En d'autres termes, il ne peut être présenté comme preuve de cette exportation et n'ouvre droit ni au paiement de la restitution préfixée, ni à la libération de la caution.
De telles conséquences ne sont pas admissibles lorsque la perte du certificat s'est produite avant sa réception par le demandeur, c'est-à-dire lorsque le certificat n'a pas été délivré ou remis. L'exportateur n'aurait alors qu'un droit virtuel à bénéficier de la restitution préfixée; il ne pourrait, faute de pouvoir présenter l'exemplaire du certificat qui lui a été envoyé, réaliser son opération. Il y a là, nous semble-t-il, une lacune du droit communautaire.
La Commission suggère une solution consistant dans l'établissement, par l'organisme émetteur, non d'un duplicata mais d'un nouveau certificat, en considérant la demande comme étant toujours en instance. Cette solution ne pourrait évidemment être appliquée que dans les limites de la validité du certificat dont la durée commence à courir au jour du dépôt de la demande.
Tout en reconnaissant qu'une telle interprétation libérale des textes permettrait de résoudre la difficulté, nous ne pensons pas qu'il soit possible, dans le silence du règlement, d'imposer aux autorités nationales la délivrance de nouveaux certificats. Une disposition expresse serait, à notre avis, nécessaire.
En revanche, nous croyons souhaitable qu'après avoir affirmé l'obligation de ces autorités de prendre les mesures qui s'imposent pour que le certificat et, le cas échéant, les extraits parviennent effectivement au demandeur, vous mettiez le juge national en état d'en tirer les conséquences en cas de perte de ces documents non imputable à ce dernier.
Dans ce cas en effet, le risque de perte doit, à notre avis, rester à la charge, de l'organisme émetteur qui n'a pas satisfait à l'obligation de délivrance ou de remise effective.
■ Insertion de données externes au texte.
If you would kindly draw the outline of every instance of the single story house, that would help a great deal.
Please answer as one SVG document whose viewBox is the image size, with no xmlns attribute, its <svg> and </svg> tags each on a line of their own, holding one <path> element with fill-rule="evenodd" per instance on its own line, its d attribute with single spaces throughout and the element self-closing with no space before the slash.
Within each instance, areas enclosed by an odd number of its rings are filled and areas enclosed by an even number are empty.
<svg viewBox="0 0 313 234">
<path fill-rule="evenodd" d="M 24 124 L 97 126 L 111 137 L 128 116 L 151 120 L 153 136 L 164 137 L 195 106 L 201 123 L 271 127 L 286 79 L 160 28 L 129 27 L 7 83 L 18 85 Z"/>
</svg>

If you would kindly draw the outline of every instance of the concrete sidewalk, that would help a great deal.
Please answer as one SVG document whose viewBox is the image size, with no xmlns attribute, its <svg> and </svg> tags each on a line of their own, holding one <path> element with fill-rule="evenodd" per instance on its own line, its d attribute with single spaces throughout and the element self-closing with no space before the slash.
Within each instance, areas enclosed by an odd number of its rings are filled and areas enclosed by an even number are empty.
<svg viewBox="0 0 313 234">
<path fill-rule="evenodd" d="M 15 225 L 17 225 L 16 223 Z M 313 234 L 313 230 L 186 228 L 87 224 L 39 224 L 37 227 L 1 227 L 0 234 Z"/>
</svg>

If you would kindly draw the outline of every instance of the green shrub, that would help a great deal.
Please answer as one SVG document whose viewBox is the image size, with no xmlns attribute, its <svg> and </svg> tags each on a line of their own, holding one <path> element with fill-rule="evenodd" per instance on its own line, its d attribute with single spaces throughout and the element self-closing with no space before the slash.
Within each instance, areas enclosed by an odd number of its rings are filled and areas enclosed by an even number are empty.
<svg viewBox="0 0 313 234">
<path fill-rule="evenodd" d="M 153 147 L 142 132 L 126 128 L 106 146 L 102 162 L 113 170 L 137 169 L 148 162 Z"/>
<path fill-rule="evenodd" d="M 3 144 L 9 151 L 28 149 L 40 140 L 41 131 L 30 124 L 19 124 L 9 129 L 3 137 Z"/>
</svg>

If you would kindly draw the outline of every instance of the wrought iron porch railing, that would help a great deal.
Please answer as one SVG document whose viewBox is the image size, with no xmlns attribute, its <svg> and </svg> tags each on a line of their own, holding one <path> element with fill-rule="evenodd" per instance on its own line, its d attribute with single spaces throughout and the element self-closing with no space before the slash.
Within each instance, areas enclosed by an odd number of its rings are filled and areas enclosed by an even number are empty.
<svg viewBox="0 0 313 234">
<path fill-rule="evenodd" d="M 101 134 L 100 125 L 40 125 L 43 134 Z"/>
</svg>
Mais, il appartient au juge national de décider si le préjudice qui en résulte pour l'exportateur peut, dans les conditions admises par le droit interne, justifier une indemnisation.
Nous concluons à ce que vous disiez pour droit que, des dispositions des règlements no 1009/67 et no 204/69 du Conseil comme de celles qui figurent, particulièrement, aux articles 8 et 9 du règlement no 1373/70 de la Commission, découle l'obligation pour les autorités nationales compétentes de prendre les mesures nécessaires afin que les certificats de préfixation de restitution à l'exportation par elles délivrés parviennent effectivement aux demandeurs.